Кругом валялось битое стекло, куски штукатурки и кирпичи. Дом был окружен и заминирован! Но им обоим было абсолютно плевать на то, что происходит вокруг — главное было, что они наконец вместе. Что не надо думать и гадать, где и как там другой. Не надо тревожиться, не надо плакать ночами, не надо видеть кошмарных снов. Они опустились на пол, стараясь не задеть опасных проводочков и плохо укрепленных досок.
Дима стал целовать ее — в губы, в нос, в щеки, шею, срывая одежду и прижимая любимое тело к себе все крепче. Их великая страсть зародилась в опасности, между стрельбы и смертей. И сейчас они все-таки соединились, бросая вызов хаосу и гибели, в заминированном доме, у тела поверженного ненавистного мужа в торжестве любви…
Прошло несколько часов. Стало темнеть. По-прежнему не стреляли.
— Как ты сюда попала? — спросил Дима, нежно гладя ее бедро.
— Узнала, что ты бежал… И тоже удрала из комендатуры, где меня держали. А здесь увидела, что двое снайперов на позиции перепились и дрыхнут, и приползла. Я бы к тебе и через линию фронта переползла, милый.
— Злата, уже стемнело, пора уходить.
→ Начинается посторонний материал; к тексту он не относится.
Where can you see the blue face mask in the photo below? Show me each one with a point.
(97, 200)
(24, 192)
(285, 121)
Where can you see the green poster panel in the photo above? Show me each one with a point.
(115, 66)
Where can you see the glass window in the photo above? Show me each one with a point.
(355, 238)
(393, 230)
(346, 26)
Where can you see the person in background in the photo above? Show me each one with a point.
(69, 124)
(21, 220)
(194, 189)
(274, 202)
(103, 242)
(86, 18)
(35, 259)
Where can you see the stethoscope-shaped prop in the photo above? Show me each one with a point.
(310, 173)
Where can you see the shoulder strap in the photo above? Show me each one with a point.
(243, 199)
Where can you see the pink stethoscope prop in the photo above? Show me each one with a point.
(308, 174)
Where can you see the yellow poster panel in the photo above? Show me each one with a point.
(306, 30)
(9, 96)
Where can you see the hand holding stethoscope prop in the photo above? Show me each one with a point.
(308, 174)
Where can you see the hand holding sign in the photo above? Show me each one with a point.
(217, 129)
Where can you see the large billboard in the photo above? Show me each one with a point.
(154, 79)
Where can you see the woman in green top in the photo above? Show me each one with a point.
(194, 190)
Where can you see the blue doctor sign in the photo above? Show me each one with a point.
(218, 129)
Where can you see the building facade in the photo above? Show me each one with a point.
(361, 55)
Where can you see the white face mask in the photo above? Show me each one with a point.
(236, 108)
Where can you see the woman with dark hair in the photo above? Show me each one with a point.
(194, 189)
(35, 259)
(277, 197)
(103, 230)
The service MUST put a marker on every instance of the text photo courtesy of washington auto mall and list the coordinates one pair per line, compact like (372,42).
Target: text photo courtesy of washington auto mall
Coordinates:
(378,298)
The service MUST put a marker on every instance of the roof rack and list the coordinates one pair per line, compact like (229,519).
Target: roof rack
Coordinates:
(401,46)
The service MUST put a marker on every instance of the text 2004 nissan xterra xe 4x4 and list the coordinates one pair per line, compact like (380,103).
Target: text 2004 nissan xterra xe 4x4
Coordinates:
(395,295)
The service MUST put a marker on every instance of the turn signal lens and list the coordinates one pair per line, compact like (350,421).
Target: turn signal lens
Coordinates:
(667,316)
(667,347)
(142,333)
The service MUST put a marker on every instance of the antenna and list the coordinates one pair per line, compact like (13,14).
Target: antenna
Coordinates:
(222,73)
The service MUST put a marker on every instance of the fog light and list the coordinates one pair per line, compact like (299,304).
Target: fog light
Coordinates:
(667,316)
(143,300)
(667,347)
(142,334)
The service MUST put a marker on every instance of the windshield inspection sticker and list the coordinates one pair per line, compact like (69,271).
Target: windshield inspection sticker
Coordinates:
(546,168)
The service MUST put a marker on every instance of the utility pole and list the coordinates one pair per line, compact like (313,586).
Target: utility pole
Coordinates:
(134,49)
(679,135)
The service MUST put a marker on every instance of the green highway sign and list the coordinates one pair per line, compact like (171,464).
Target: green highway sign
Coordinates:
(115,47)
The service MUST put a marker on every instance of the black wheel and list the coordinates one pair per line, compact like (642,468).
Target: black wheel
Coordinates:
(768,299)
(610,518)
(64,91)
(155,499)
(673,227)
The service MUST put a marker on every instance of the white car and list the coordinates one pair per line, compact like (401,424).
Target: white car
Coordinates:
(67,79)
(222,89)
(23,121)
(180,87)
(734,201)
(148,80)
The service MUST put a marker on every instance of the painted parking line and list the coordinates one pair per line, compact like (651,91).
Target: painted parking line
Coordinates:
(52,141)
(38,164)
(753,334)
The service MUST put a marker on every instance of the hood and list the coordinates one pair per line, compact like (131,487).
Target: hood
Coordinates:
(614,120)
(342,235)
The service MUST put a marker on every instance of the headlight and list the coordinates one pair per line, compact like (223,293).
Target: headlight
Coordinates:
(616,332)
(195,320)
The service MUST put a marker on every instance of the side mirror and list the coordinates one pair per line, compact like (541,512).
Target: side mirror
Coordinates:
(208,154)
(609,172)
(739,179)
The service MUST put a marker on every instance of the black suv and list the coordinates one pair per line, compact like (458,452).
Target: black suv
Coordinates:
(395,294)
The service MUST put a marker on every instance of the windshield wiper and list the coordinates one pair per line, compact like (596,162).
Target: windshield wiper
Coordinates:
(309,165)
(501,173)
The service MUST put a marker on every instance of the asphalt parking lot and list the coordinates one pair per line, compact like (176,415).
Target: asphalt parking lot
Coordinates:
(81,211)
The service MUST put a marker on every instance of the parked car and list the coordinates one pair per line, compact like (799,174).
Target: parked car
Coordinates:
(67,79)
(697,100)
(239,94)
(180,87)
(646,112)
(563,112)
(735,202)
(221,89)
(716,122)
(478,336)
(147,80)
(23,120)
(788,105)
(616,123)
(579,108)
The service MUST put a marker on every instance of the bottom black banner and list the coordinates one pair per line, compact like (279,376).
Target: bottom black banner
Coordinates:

Вот только не знаю — куда.
— Может, пойдем к сербам? — предложила девушка.
Дима поморщился.
— Я тоже сначала так думал. Но теперь вижу, что нельзя. Они скорее всего считают, что я вместе с Чернышевым перешел на сторону хорватов. Ты знаешь эту историю? Вадик, мерзавец, у ваших уже чуть не в начальниках ходит.
— А если ты придешь и все честно расскажешь? Мол, твой друг тебя обманом заманил, а потом предал. Давай, а?
— Ага, и скажу: пожалейте меня, хорошего, я так больше не буду, — хмуро сказал Емельянов. — Нет, не поверят. Господи, ну и ситуация. Туда нельзя, сюда нельзя. Одно только счастье, что ты со мной.
Емельянов похлопал себя по карманам в поисках сигарет, но ничего не найдя, подошел к трупу и, брезгливо морщясь, обыскал его — из кармана кителя он извлек полусмятую пачку. Достав двумя пальцами сигарету, Дима прикурил и продолжил:
— Может, и поверят. Только на это надежды совсем мало, да и риск неоправданно велик. Я не для этого столько под пулями бегал, — он ласково посмотрел на Злату. — А если я тебя снова потеряю, то мне этого не пережить.
Девушка улыбнулась и неосознанным изящным движением поправила длинные черные волосы. Емельянов поразился — откуда посреди войны, гибели и разрушения такая жизнеутверждющая красота?
— Какая ты у меня необыкновенная, — сказал Дмитрий, обняв девушку. — Ты не волнуйся, мы обязательно что-нибудь придумаем.
Дима загасил об пол окурок и еще сильнее прижал к себе Злату.
— Надо быстрее думать, — серьезно сказала Злата. — Уже стемнело, а мы ведь так ничего и не решили.
— А что решать? Пока не выберемся отсюда — и решать нечего. Сначала спрячемся где-нибудь в лесу, а там посмотрим.
— Нет, — настойчиво сказала девушка. — Надо сейчас. Надо сразу идти к определенной цели, а не блуждать по лесам.